Nous sommes de surcroît dans un contexte où les populations ouest-africaines, surtout francophones, sont décidées à couper le lien ombilical qui maintient honteusement leurs pays sous le joug monétaire de la France. 

Elles ne veulent plus d’un franc cfa, relique surannée, subtilement placé sous son contrôle, d’abord via sa parité avec l’ex-franc français puis avec l’euro.

Le hic, c’est que l’indépendance monétaire que veulent les peuples francophones est contrariée, pendant longtemps, par les atermoiements, pour ne pas dire plus des dirigeants, vraies marionnettes, qui jouent le tempo dicté par Paris.

Ils sont ainsi devenus les grands obstructeurs du processus d’intégration ouest-africaine.

La dictée de la France 
J’en ai vécu la preuve concrète quand j’étais directeur de la communication de la CEDEAO. 

C’était en juillet 1993 alors que la communauté adoptait lors d’un sommet à Cotonou son Traité révisé, les pays francophones, sous la dictée de la France, avaient exigé que son article 2 soit revu pour y préciser que la CEDEAO ne sera “qu’à terme” chargée de l’intégration régionale ouest-africaine, pour atténuer ce que voulait un plan continental. 

Dans la salle de conférence surchauffée, je revois un Général Ibrahim Babangida, President du Nigeria alors tres contesté dans son pays pour y avoir annulé quelques jours plus tôt des élections présidentielles remportées par le défunt magnat Yoruba, Moshood Abiola. 

Il y avait aussi, plus significativement, déjà, l’actuel président ivoirien, Alassane Ouattara, alors premier ministre venu représenter le président ivoirien Houphouet Boigny au crépuscule de sa vie.

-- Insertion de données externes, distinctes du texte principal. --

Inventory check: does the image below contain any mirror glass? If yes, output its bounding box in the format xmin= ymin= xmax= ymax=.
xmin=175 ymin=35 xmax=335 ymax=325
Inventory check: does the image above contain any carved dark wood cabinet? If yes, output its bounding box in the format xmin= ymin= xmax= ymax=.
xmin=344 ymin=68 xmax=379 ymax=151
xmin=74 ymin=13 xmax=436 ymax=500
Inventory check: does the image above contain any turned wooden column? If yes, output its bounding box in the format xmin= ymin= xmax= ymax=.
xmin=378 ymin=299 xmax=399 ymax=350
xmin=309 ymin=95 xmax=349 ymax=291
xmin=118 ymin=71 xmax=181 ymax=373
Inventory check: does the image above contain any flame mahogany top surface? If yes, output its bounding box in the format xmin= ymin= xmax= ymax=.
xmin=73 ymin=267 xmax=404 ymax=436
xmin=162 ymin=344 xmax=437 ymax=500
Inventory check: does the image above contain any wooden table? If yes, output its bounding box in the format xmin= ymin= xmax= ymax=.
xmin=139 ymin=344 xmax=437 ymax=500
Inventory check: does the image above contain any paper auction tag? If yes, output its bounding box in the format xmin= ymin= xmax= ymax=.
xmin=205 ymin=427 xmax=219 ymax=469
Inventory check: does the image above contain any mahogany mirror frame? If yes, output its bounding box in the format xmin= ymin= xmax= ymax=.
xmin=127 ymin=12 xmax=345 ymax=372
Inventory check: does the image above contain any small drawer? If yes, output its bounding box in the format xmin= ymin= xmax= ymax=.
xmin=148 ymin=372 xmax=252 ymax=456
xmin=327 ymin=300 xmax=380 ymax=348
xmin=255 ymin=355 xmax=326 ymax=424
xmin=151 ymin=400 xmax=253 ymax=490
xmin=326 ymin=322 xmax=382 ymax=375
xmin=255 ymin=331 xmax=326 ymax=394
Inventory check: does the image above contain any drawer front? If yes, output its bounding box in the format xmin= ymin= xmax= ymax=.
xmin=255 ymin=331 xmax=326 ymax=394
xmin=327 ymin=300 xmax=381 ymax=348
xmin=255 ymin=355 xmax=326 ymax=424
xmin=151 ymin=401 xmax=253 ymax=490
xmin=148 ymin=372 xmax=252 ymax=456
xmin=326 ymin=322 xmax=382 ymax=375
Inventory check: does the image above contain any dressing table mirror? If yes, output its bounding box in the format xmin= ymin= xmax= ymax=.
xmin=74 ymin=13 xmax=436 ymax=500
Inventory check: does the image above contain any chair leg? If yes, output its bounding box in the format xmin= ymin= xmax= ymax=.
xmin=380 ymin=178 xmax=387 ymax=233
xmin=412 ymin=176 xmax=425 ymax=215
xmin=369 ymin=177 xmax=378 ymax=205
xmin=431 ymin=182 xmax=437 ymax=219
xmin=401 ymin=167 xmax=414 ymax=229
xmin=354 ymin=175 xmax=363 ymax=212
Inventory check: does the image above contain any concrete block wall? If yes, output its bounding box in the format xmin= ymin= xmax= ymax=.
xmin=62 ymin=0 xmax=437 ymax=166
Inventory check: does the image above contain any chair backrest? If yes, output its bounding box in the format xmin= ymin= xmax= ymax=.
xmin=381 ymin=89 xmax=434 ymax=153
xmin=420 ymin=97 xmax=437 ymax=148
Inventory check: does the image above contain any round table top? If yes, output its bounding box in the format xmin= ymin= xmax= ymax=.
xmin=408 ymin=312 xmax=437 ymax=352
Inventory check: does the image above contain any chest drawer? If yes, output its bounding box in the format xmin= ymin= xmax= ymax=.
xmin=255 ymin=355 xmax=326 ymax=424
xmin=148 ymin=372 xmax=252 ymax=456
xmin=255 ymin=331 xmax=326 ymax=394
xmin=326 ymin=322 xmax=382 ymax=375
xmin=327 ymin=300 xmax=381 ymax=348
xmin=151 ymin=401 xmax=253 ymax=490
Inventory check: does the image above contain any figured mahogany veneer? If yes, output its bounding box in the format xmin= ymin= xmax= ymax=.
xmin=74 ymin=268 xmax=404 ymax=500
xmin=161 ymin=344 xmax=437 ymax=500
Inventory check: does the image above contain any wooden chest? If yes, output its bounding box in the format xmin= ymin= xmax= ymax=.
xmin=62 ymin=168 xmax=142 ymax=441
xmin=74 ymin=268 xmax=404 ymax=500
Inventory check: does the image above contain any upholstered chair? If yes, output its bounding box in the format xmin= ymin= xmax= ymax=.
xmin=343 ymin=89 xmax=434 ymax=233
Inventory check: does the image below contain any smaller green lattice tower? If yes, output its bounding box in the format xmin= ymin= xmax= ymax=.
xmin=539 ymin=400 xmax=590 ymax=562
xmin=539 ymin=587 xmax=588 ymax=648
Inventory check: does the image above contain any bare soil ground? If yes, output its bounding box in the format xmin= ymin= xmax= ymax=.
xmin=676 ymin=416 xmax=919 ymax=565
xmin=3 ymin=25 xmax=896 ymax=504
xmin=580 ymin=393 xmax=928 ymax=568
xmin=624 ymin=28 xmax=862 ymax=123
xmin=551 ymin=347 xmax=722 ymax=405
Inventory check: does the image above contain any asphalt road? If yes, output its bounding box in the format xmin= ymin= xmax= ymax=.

Ouattara n’allait pas qu’etre le champion de la dévaluation du franc cfa peu après mais précisément l’homme orchestre autour de qui se fera la naissance d’une organisation rivale de la CEDEAO, à savoir l’union monétaire et économique ouest africaine (Uemoa), celle pour laquelle la révision de l’article 2 du Traité de la CEDEAO fut donc revu.

Vingt-six ans plus tard, en décembre dernier, c’est le même Ouattara qui est à la manœuvre avec l’actuel président français, Emmanuel Macron, en enrôlant , par ailleurs, les figures clés des institutions de Breton-Woods, où il a ses entrées, qui est revenu à la charge pour torpiller le processus d’intégration régionale collectivement conçu, de façon endogène, quitte, pour les beaux yeux de Paris, de casser une dynamique historique dans la marche vers la libération des psys et peuples ouest-africains.

On comprend la colère légitime du President Nigérian. 

La question qui se pose maintenant est de savoir qui va sauver le soldat CEDEAO des attaques intérieures, complotistes, qu’il subit de certains de ses membres les plus éminents, qui ne sont hélas que des relais de la France, ses genoux sur notre processus d’intégration régionale. 

Les populations francophones doivent exiger que le creuset de l’intégration régionale reste endogène, ses termes définis par les pays et peuples ouest-africains et non pas par des officines au service d’une France qui ne compte plus que sur ses derniers défenseurs perdus dans une mer de rejet des dominations étrangères sur le continent.

Amplifions la colère de Buhari: c’est la voie pour soustraire le destin ouest-africain des mains étrangères et de leurs valets locaux. 

L’ECO, pour être crédible, doit être piloté par les pays ouest africains sans l’ingérence de la France qui n’a déjà que trop fait mal à la marche de notre région.

Adama Gaye, Ancien Directeur de la communication de la CEDEAO.